La décoration se composait d'un curieux mélange de talismans amérindiens et d'affiches illustrant la conquête de l'espace. Au-dessus du lit pendait un mobile constitué de petits vaisseaux spatiaux tirés de plusieurs émissions de télévision populaires. Sur les tablettes de la bibliothèque s'alignaient des ouvrages scientifiques variés. Béthanie en reconnut plusieurs titres, car son frère les possédait lui aussi. « S'il me ressemble physiquement, Jacob a plutôt les mêmes goûts qu'Aymeric », se dit-elle. L'édredon sur le lit représentait une icône d'un film culte de science-fiction, exactement comme celui de son frère. « J'espère qu'ils auront l'occasion de se rencontrer un jour », espéra l'adolescente.
Elle entendit soudain un grondement sourd. Hélène possédait-elle un chien ? Certains animaux n'aimaient pas la présence d'étrangers et se réfugiaient dans les pièces les plus éloignées lorsqu'il en arrivait dans leur maison. Béthanie s'accroupit donc pour regarder sous le lit. Il n'y avait rien, pas même un grain de poussière. Elle fut alors plaquée sur le sol par une bête beaucoup trop puissante pour être domestique.
La jeune fille se débattit et roula sur le côté, se retrouvant face à face avec un énorme loup tout noir qui montrait ses crocs. Ce dernier contracta ses muscles pour bondir à nouveau. Béthanie cessa de réfléchir. Comme Galahad le lui avait si souvent conseillé, elle ne perdit pas son sang-froid. La peur paralysait les réflexes d'un chevalier. Au moment où le prédateur s'élança, elle glissa sous le lit, se releva rapidement de l'autre côté et bondit vers la porte qu'elle referma brutalement sur le museau de l'animal.
Ce claquement sec attira tout de suite l'attention de Donald et Hélène, qui déboulèrent en même temps dans le corridor des chambres. Les pieds arc-boutés contre le chambranle d'une porte, Béthanie tirait de toutes ses forces sur la poignée.
— C'est la chambre de Jacob ! s'écria Hélène, effrayée.
— Béthanie, que se passe-t-il ? s'alarma Donald.

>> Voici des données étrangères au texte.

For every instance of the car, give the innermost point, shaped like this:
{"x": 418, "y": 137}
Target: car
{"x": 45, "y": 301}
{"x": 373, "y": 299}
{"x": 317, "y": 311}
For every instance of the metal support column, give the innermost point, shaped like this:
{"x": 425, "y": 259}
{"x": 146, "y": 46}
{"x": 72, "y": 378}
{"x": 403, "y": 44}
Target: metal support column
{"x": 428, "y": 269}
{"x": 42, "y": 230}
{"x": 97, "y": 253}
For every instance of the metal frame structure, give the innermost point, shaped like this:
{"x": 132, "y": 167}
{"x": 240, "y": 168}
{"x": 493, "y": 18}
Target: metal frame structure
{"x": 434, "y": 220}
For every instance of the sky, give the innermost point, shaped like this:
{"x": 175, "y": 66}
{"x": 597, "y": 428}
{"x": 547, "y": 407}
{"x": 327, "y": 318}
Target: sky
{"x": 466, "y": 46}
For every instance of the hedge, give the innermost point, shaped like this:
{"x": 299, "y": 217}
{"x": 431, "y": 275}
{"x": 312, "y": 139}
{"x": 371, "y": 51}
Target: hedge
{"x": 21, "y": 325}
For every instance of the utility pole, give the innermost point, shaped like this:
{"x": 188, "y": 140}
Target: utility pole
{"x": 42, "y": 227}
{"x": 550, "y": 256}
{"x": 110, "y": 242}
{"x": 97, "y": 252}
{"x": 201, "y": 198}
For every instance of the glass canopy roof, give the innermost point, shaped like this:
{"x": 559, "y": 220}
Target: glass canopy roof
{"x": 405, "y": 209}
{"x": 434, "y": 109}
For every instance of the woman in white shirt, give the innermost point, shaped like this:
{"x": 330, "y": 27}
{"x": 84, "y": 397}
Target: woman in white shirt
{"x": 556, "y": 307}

— Il y a un loup là-dedans !
Hélène fit prestement demi-tour pour aller chercher une arme.
— Il n'était pas là quand je suis entrée dans la chambre, affirma bravement l'adolescente. Et il n'est pas entré par la fenêtre puisqu'elle est fermée.
— Il circulait donc déjà dans la maison.
La femme médecin revint avec en main la carabine de son défunt mari.
— Béthanie, retourne dans le salon, exigea-t-elle.
— Mais j'ai appris à…
Le regard autoritaire de Donald mit fin à ses protestations. Béthanie lâcha la poignée et tourna les talons. « Personne ne me fait jamais confiance », bougonna-t-elle intérieurement en s'éloignant.
Hélène arma le fusil et fit signe à Donald qu'elle était prête à tout. Celui-ci prit une profonde inspiration et entrouvrit la porte. D'un coup de pied, l'Amérindienne la poussa vers l'intérieur. Les deux médecins virent alors un énorme loup s'enfoncer dans l'écran de l'ordinateur, sur la table de travail. Hélène poussa un cri de rage et laissa partir un premier coup de feu. Le choc la projeta contre la poitrine de son invité.
— Tout doux ! s'écria Donald, impressionné par la détermination de cette femme, pourtant aussi menue que sa fille.
Il lui enleva l'arme des mains et la déposa sur le lit, puis récupéra l'écran tombé derrière le meuble.
— Nous sommes assurés qu'il ne repassera plus par là, dit-il en laissant retomber les restes électroniques.
— Je viens de ruiner toutes nos chances de retrouver Jacob…
— À moins que vous ne possédiez la faculté de vous transformer en code binaire, vous allez maintenant devoir faire confiance à Terra.
Donald entoura les épaules de la pauvre femme qui tremblait de tous ses membres et la ramena doucement vers le salon, où Nicole et Amy achèveraient de la réconforter.